Le 9 août 1942, les ukrainiens du FK Start remportaient à Kiev un match contre l’équipe de l’Allemagne nazie de la Flakelf. Une victoire symbolique qui sera tristement surnommée (et instrumentalisée) en » Match de la Mort « .
Retour en 1942.
Nous sommes alors en pleine Seconde Guerre mondiale.
L’Allemagne nazie dirigée par Adolf Hitler a lancé depuis le 22 juin 1941 l’opération Barbarossa, avec pour objectif l’invasion totale de l’URSS.
L’avancée éclair des nazis fait que rapidement la République socialiste soviétique d’Ukraine est envahie.
Notamment la ville de Kiev en septembre 1941.
Une arrivée sanglante.

Les 29 et 30 septembre l’actuelle capitale de l’Ukraine devient le théâtre du massacre de Babi Yar.
Un ravin proche de la ville où 33 771 Juifs seront exécutés par balles et jetés dans une fosse commune.
Après l’horreur, la vie se réorganise peu à peu à Kiev.
L’occupant nazi impose toutefois son autorité : l’ensemble des équipes soviétiques de football sont dissoutes.
Pour autant, un championnat est remis sur pied où s’affrontent des équipes de forces militaires.
C’est à ce moment qu’intervient Józef Kordić, nouveau directeur de la principale usine à pain de la ville et nommé par les nazis.
Malgré l’occupation, Józef n’en reste pas moins un nostalgique du Dynamo Kiev, club fondé en 1927 par la police politique soviétique.

Au hasard des rencontres dans une Kiev sinistrée, Kordić retrouve Nikolaï Troussevitch, l’ancien gardien du Dynamo.
Il lui offre un emploi dans sa boulangerie, et germe en lui une idée folle.
Celle de reconstituer une équipe locale pour remonter le moral à la population.
Troussevitch retrouve ainsi six anciens coéquipiers du Dynamo et trois joueurs du club du Lokomotiv Kiev.
Pour les sortir de la misère et donner toutes les chances à cette future équipe, Kordić leur offre un emploi dans sa boulangerie.
Avec ces anciens joueurs, Kordić parvient à monter une équipe qu’il part du rouge soviétique et qu’il nomme le FK Start, pour mieux symboliser ce nouveau départ.
L’équipe est ainsi intégrée au tout nouveau championnat organisé par les autorités nazies.
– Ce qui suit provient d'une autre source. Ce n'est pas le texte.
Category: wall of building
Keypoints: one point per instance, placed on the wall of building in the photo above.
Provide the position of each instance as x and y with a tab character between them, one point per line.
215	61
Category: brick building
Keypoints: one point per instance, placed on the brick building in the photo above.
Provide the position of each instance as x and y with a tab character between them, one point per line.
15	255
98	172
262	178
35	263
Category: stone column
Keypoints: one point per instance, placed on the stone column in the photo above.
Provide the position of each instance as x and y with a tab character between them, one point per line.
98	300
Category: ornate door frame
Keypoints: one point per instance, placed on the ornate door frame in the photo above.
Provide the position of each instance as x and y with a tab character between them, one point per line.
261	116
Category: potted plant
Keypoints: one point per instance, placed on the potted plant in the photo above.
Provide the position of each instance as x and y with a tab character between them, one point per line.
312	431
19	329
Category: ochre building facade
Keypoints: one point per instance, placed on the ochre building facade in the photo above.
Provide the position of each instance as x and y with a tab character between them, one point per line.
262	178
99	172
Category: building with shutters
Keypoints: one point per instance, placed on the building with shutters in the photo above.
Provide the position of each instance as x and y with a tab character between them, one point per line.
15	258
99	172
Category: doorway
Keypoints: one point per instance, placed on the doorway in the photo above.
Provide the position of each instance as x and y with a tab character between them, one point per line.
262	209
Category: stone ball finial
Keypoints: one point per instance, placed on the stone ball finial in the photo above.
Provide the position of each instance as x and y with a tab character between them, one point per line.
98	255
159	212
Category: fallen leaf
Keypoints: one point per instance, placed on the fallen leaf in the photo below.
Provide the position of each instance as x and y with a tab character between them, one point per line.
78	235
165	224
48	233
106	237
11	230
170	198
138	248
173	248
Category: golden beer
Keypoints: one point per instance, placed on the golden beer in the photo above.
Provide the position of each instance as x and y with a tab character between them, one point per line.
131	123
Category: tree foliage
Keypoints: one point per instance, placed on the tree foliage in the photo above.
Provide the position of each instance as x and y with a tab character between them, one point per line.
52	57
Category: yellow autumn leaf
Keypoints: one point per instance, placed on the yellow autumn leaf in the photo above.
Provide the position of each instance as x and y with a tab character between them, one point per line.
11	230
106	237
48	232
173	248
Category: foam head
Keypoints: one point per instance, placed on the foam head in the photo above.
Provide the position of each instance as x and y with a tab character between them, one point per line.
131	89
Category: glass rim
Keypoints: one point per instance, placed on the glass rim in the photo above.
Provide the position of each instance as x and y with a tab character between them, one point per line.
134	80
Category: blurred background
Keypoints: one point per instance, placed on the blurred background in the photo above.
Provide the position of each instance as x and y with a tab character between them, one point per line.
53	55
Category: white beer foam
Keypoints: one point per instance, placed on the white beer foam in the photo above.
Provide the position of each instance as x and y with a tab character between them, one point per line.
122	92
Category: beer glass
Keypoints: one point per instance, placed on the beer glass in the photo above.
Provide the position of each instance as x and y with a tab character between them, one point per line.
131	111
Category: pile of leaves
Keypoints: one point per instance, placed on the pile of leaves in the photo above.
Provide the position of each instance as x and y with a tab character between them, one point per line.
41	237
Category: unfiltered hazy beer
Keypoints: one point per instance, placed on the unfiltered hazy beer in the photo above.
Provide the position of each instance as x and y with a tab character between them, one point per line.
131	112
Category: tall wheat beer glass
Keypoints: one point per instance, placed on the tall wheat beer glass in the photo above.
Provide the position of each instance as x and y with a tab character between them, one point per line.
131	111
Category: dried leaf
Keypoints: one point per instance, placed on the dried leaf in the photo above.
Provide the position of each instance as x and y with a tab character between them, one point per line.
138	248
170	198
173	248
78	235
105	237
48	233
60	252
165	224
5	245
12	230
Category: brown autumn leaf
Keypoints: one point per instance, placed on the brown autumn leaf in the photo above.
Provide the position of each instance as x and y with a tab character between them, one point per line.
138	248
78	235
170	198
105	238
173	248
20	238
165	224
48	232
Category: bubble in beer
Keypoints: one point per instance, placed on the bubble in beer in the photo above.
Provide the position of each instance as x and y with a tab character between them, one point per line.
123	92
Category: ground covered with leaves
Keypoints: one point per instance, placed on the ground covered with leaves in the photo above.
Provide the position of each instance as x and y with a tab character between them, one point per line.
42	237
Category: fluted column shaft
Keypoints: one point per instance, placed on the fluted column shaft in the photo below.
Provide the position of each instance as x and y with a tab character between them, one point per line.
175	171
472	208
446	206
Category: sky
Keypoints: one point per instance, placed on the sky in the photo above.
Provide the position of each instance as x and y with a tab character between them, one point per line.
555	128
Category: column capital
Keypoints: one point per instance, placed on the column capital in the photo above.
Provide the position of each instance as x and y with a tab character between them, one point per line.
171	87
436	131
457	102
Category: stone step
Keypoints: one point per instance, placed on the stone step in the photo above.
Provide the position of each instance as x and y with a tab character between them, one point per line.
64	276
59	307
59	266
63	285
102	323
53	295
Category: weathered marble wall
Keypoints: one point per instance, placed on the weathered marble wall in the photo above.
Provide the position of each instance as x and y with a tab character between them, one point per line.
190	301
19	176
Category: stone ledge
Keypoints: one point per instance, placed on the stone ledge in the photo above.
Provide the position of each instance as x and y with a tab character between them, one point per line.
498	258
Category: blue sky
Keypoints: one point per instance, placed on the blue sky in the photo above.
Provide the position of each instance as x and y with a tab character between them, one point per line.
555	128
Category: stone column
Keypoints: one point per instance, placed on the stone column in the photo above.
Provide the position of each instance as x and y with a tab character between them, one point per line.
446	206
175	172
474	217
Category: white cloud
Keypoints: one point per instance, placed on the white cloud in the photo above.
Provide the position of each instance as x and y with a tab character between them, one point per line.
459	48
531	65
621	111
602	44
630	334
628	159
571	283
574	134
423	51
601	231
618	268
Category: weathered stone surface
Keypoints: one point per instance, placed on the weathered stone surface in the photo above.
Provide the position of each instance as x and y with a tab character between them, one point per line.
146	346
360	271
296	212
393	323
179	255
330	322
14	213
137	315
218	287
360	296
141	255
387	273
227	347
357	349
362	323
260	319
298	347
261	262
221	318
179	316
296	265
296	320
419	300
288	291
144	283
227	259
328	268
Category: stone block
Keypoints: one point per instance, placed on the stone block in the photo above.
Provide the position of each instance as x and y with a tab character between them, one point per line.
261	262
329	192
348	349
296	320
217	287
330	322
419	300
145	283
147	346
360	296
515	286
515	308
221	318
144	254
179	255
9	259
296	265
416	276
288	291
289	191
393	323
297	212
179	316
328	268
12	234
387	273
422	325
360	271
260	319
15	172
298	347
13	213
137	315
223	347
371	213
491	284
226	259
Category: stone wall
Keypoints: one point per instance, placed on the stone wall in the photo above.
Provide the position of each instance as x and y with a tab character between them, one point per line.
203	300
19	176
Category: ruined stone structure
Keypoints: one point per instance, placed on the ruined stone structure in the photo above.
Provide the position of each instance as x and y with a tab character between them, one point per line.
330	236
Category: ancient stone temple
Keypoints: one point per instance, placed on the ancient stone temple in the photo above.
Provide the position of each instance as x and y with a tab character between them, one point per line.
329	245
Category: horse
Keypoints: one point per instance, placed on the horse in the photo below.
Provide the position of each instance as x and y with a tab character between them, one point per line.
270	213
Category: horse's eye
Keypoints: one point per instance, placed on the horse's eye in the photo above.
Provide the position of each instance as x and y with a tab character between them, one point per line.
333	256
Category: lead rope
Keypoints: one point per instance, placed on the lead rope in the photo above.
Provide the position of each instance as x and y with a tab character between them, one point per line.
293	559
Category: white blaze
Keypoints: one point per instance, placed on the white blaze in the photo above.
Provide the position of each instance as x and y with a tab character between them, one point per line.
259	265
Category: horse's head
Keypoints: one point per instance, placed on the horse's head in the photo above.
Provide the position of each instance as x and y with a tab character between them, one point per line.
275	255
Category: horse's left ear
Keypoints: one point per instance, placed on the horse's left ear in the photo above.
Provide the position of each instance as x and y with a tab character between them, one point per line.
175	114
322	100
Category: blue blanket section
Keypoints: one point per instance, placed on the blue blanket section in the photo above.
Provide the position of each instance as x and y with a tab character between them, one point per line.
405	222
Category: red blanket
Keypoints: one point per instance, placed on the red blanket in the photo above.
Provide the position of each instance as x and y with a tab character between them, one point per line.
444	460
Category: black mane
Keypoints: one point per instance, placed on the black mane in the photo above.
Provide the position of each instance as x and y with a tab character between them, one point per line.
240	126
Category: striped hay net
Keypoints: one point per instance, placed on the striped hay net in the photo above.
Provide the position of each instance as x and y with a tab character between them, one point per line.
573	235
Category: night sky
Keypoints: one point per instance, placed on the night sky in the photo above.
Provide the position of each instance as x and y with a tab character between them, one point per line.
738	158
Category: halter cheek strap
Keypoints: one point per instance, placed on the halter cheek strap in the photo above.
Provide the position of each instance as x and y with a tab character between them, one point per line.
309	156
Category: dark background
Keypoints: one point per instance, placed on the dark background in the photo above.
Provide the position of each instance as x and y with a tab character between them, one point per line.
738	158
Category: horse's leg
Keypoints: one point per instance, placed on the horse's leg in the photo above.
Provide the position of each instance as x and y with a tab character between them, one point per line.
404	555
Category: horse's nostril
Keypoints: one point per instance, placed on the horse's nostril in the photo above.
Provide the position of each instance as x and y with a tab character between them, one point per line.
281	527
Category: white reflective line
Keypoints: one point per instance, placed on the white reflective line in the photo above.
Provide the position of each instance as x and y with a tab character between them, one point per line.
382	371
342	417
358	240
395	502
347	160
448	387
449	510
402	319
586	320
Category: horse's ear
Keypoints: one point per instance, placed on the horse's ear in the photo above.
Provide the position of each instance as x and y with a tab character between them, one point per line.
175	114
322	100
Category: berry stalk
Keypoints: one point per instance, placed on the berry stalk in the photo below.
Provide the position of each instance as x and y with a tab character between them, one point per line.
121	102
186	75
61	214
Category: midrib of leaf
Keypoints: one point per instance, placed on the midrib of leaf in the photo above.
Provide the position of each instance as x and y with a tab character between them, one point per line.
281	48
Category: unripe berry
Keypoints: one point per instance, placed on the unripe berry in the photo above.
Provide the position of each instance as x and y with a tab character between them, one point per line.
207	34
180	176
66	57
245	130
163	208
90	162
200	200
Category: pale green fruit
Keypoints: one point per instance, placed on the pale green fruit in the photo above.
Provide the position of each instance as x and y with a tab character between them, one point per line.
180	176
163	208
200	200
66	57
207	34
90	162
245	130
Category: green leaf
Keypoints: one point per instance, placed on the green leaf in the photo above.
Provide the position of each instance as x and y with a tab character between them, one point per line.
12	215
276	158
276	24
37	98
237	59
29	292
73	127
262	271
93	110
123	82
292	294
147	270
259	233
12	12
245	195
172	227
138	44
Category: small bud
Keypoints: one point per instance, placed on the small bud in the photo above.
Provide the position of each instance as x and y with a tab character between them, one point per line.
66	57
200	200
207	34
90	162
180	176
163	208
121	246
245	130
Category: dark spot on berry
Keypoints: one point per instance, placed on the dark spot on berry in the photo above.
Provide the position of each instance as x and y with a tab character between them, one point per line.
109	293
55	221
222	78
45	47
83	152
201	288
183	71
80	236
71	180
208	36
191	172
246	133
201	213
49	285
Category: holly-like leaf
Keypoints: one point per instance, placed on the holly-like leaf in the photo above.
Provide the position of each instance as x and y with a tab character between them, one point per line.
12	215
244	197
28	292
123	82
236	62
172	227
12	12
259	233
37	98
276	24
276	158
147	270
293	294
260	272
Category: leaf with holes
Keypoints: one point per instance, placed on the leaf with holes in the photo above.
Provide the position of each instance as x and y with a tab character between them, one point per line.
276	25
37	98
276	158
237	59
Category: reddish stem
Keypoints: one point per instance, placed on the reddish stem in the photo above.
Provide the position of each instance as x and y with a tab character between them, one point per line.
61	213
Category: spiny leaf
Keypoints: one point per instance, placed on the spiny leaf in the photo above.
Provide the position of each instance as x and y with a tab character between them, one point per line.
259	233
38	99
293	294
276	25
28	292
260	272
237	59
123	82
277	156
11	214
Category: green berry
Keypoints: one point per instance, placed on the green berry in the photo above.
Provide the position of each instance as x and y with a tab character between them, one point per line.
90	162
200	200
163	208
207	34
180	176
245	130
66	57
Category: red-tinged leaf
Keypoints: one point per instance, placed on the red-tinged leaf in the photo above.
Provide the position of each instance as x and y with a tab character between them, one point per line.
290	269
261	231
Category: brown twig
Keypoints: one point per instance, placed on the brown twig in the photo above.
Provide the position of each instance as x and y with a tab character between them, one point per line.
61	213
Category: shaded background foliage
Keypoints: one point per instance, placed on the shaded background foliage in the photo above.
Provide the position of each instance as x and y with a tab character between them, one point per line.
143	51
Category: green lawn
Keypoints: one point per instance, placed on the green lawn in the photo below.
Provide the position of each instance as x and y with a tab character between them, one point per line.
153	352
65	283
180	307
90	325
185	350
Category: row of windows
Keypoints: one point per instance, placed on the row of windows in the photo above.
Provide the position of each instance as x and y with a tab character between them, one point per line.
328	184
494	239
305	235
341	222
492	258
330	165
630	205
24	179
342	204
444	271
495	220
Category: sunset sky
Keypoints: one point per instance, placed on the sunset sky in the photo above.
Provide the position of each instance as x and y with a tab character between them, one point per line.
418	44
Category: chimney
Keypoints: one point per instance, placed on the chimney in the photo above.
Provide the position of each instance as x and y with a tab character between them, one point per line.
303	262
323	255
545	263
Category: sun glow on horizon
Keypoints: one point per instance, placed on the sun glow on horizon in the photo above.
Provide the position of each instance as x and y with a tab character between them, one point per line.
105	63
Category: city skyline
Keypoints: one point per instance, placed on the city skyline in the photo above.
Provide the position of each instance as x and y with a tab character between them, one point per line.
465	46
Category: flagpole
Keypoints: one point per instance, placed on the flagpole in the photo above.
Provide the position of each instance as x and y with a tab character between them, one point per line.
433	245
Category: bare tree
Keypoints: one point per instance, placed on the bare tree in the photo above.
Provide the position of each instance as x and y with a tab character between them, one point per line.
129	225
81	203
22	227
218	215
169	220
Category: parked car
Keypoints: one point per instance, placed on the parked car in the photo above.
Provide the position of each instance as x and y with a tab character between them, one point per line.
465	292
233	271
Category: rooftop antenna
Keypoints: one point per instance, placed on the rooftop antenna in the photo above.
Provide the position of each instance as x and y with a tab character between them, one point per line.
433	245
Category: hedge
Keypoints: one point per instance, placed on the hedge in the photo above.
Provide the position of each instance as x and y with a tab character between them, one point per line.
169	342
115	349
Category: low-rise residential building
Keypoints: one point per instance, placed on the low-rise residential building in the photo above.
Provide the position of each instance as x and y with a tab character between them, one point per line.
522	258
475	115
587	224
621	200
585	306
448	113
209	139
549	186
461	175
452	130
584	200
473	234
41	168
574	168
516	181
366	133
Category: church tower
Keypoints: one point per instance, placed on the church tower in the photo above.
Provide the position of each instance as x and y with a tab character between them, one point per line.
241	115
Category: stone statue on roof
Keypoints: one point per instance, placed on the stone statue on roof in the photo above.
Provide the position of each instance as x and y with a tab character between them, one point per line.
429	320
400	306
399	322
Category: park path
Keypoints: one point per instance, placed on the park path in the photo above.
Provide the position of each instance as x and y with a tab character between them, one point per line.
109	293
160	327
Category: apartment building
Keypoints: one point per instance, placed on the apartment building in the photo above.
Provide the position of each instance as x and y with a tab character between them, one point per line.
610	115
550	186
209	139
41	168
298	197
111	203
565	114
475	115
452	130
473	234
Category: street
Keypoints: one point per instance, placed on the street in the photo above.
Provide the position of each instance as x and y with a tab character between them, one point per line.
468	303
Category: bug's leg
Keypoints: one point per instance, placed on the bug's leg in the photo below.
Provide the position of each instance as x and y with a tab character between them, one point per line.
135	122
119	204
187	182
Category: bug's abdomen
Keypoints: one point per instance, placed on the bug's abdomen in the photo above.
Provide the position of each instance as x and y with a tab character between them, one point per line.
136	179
Plusieurs équipes allemandes sont présentes, ainsi que celles des forces d’occupation roumaines et hongroises.
Seules 2 équipes locales sont présentes : le Rukh Kiev, sélections de joueurs ukrainiens collaborant avec les nazis, et le FK Start.
La présence de ces différentes équipes aux nationalités différentes ne doit rien au hasard.
Les autorités nazies veulent montrer, à travers ce championnat de football, la « supériorité de la race aryenne » dans le sport.
À l’image des JO de Berlin de 1936.

Pourtant, tout ne va pas passer comme prévu.
Le 7 juin 1942, le FK Start dispute son 1er match et s’impose largement 7 buts à 2 face au Rukh Kiev.
Le 21 juin, l’équipe hongroise Ungarisches Garnisonsmannschaft est elle aussi battue à plate couture 6 buts à 2.
La prétendue « supériorité aryenne » est elle aussi mise à défaut.
Le FK Start remporte son match contre l’équipe de l’unité d’artillerie de la Wehrmacht 7 buts à 1.
Le 12 juillet 1942, les ukrainiens humilient l’équipe des travailleurs allemands 9 buts à 1.
Pire, le 6 août, le FK Start bat 5-1 la Flakelf, une équipe comportant des aviateurs de la prestigieuse Luftwaffe.
C’est en est trop pour les autorités nazies.
Agacées, elles décident d’organiser une sérieuse revanche, le 9 août et placardent la rencontre dans tout Kiev.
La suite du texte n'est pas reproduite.